Insights sind gut, Handlungsempfehlungen sind besser

Erst 2011 gegründet, blickten die Celonis-Gründer doch bereits zurück: Martin Klenk, Alexander Rinke und Bastian Nominacher (v.l.n.r.)

Die Action Engine ist eine Art Empfehlungsfunktion, die Signale an Menschen oder Automatisierungswerkzeuge aussendet, wie Aufgaben in einem Prozess einfacher oder besser gelöst werden können. Dazu müssen Unternehmen sogenannte Skills hinterlegen, die auf Geschäftsregeln oder Machine-Learning-Algorithmen beruhen. Mit der Worklow-Engine können Business-Analysten ohne codieren zu müssen Prozessschritte anordnen und Abläufe siloübergreifend verknüpfen. Im Lieferumfang für die Automatisierung übergreifender Workflows gibt es Templates für Kernsysteme wie SAP, Oracle, Salesforce, ServiceNow, Jira, etc. Diese Funktion ist in der Action Engine integriert.

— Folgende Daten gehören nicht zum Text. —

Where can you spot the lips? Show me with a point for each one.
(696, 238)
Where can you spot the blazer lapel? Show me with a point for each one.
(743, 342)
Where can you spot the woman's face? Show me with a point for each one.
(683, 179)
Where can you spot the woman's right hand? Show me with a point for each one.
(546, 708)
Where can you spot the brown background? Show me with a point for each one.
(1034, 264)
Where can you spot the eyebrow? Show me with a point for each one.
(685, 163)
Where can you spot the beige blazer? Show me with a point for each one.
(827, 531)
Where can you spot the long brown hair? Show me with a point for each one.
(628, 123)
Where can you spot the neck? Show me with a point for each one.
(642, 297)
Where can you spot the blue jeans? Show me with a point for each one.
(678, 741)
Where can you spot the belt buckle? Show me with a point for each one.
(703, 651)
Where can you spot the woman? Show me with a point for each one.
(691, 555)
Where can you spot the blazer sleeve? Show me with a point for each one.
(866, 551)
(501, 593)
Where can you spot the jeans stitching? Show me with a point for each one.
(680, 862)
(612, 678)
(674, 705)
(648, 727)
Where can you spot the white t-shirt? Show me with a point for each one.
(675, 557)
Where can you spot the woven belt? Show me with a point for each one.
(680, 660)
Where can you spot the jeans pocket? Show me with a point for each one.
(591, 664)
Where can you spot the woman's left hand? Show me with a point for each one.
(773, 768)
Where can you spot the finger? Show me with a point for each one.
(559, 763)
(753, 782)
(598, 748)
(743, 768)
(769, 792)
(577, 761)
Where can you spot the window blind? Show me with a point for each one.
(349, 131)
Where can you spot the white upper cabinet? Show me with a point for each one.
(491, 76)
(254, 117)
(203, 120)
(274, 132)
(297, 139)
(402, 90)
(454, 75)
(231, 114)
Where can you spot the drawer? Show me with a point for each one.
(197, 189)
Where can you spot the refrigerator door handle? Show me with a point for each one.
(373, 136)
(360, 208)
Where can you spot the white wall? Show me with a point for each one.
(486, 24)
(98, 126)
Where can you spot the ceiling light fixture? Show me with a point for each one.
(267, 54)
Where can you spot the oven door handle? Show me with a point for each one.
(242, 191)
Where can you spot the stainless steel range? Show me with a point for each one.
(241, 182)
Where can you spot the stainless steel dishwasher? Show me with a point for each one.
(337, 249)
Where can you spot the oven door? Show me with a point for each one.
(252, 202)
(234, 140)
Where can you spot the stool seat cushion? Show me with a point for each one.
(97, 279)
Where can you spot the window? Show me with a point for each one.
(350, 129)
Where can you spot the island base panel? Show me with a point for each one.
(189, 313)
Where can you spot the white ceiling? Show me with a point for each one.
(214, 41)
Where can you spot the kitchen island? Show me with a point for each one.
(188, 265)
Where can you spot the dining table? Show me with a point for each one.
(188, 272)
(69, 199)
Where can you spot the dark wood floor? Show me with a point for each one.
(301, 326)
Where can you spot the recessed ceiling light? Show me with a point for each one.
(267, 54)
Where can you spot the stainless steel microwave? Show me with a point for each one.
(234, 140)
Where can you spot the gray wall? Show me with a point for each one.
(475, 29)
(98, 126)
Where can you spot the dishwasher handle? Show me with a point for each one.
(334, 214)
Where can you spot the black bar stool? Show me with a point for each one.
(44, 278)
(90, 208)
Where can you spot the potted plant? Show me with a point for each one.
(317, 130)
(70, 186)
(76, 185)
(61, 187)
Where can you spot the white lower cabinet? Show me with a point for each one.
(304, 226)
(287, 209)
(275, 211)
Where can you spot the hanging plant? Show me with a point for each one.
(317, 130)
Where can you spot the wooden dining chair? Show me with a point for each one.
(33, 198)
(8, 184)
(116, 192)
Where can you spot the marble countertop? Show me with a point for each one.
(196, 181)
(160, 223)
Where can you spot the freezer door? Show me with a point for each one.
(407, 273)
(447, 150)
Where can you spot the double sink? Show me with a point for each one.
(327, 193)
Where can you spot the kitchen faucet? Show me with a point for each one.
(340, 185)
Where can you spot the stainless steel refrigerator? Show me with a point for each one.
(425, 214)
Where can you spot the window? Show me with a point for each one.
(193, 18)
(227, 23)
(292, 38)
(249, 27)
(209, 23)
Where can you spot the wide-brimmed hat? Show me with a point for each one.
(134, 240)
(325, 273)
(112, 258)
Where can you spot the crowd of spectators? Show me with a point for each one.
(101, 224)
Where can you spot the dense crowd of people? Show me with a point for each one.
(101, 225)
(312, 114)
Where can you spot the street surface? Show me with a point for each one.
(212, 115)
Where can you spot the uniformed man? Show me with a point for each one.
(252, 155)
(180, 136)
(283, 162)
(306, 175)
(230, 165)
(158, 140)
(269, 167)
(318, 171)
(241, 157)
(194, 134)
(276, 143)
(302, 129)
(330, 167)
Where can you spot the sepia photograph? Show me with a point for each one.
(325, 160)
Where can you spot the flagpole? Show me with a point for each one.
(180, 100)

Das Open Application Framework schließlich stellt eine Entwicklungsumgebung bereit, die es erlaubt Anwendungen zur Verbesserung von Prozessen nach Best-Practice-Vorlagen zu entwickeln. Celonis kündigte auf der Celosphere außerdem die Übernahme von Banyas an, um das besonders herausfordernde Realtime Process Mining in SAP-Umgebungen bewältigen zu können. Kunden sollen damit ihre SAP-Prozesse in Echzeit überwachen und schnelle Maßnahmen einleiten können, um nachgelagerte Probleme zu vermeiden oder Chancen zu nutzen.